Question

Find the sum of last $10$ terms of an A.P. $8,10,12,.....................,126$.

Answer 1

Hint: Here we have a series of terms in A.P. To find the sum of last $10$ terms, we need to reverse the given A.P., because the sum of last ten terms of the AP: $8,10,12,.....................,126$ is the same as the sum of the first ten terms of the AP: $126,124,122,...................,12,10,8$.

Complete step-by-step answer:
Given AP is: $8,10,12,.....................,126$
Reversing all terms of given AP, we get another AP, i.e., $126,124,122,...................,12,10,8$.
Here, first term $\left( a \right) = 126$
& Common difference $\left( d \right) = 124 - 126 = - 2$
The sum of $n$ terms of an AP is given by,
${S_n} = \dfrac{n}{2}\left[ {2a + \left( {n - 1} \right)d} \right]$
To find the sum of $10$ terms of AP, put the values of $a$ and $d$ and $n = 10$, we get-
${S_{10}} = \dfrac{{10}}{2}\left[ {2 \times 126 + \left( {10 - 1} \right)\left( { - 2} \right)} \right]$
$ \Rightarrow {S_{10}} = 5\left[ {252 - 18} \right]$
$ \Rightarrow {S_{10}} = 5 \times 234$
$ \Rightarrow {S_{10}} = 1170$

Hence the sum of last $10$ terms of the A.P. $8,10,12,.....................,126$ is $1170$.

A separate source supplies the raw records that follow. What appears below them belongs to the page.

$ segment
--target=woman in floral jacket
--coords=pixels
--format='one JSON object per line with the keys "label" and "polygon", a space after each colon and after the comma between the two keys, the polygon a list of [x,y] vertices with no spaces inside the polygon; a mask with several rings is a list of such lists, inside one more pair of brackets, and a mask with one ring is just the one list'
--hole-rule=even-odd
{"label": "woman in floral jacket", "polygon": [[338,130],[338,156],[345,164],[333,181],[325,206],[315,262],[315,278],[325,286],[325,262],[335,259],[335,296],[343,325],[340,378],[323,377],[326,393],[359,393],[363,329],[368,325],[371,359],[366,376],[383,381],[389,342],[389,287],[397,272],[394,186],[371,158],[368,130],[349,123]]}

Note: An another approach to solve this question is described below:
Given AP is: $8,10,12,.....................,126$
Here, first term $\left( a \right) = 8$
Last term $\left( {{a_n}} \right) = 126$
& Common difference $\left( d \right) = 10 - 8 = 2$
The $n$th term of an AP is given by,
${a_n} = a + \left( {n - 1} \right)d$
For finding number of terms $\left( n \right)$, put the values of $a$ and $d$ and${a_n} = 126$, we get-
$126 = 8 + \left( {n - 1} \right)\left( 2 \right)$
$126 = 8 + 2n - 2$
$126 = 6 + 2n$
$126 - 6 = 2n$
$n = \dfrac{{120}}{2}$
$n = 60$
Hence, the given AP has total $60$ terms.
Now, Sum of last $10$ terms of the given AP= Sum of first $60$ terms $ - $ Sum of first $50$ terms
The sum of $n$ terms of an AP is given by,
${S_n} = \dfrac{n}{2}\left[ {2a + \left( {n - 1} \right)d} \right]$
$\therefore $ Sum of last $10$ terms of the given AP $ = {S_{60}} - {S_{50}}$
$ = \dfrac{{60}}{2}\left[ {2 \times 8 + \left( {60 - 1} \right)\left( 2 \right)} \right] - \dfrac{{50}}{2}\left[ {2 \times 8 + \left( {50 - 1} \right)\left( 2 \right)} \right]$
$ = 30\left[ {16 + 118} \right] - 25\left[ {16 + 98} \right]$
$ = 30 \times 134 - 25 \times 114$
$ = 4020 - 2850$
$ = 1170$
Hence the sum of last $10$ terms of the A.P. $8,10,12,.....................,126$ is $1170$.